L’opposition russe mise tout sur Navalny pour les élections municipales de Moscou

Article publié le 15 août 2013
Article publié le 15 août 2013

Attention cet article n'est paru dans aucun groupe du magazine et n'a donc fait l'objet d'aucune relecture.

L’affaire Navalny aurait pu être un épisode de plus dans la campagne de « nettoyage » manifeste que le Kremlin mène régulièrement. L’opinion publique garde en mémoire les Pussy Riot, Sergueï Oudaltsov, Garry Kasparov ou encore Mikhaïl Khodorkovski.

Cette fois-ci l’heureux gagnant n’est autre que le populaire blogueur anticorruption et opposant Alexeï Navalny. Celui qui fût l’une des figures de proue des mobilisations citoyennes anti-Poutine de mai 2012 aurait pu mettre des bâtons dans les roues du Kremlin dans sa course vers les élections pour la Mairie de Moscou, prévues en septembre. Mais la Justice russe l’a condamné du jour au lendemain à 5 ans de prison pour détournement de fonds publics.

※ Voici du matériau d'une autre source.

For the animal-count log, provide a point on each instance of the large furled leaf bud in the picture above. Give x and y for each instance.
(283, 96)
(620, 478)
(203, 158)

Pour connaître l’origine des accusations portées à l’encontre de l’avocat, il nous faut remonter en 2009, lorsqu’il exerçait la fonction de conseiller pour le compte de Kirovles, une exploitation forestière publique qui a aujourd’hui mit la clé sous la porte et qui est basée en Kirov, une région nichée en Russie centrale. D’après le Ministère public, Navalny et son associé Piotr Ofitserov (condamné à 4 ans de prison) auraient empoché près de 400.000 euros. Accusations que tous deux ont réfutés en bloc et qui les ont envoyés sur le banc des accusés lors d’un procès éclair.

Suite à l’annonce de cette nouvelle, de nombreux citoyens se sont rassemblés dans les principaux quartiers moscovites pour manifester leur soutien au leader de l’opposition. La rumeur selon laquelle il s’agirait là d’une nouvelle chasse aux sorcières ou d’un évident processus politique se répandit comme une trainée de poudre et finit par se propager à tout le pays. Une réaction qui prit de court les autorités qui avaient pris une décision encore plus incroyable avant que cet évènement ne survienne.

Force est de reconnaître que cette histoire émaillée d’un grand nombre d’absurdités fît couler encore beaucoup d’encre. Le Ministère public qui avait requis l’incarcération de Navalny demanda un jour plus tard sa libération. On soupçonne le Kremlin d’avoir téléguidé cette surprenante décision qui sera restée aux oubliettes jusqu’à ce que les accusés fassent appel et s’expriment dans la rue. Navalny s’est par ailleurs dressé en Phénix et a réitéré ses aspirations à devenir maire de la capitale russe.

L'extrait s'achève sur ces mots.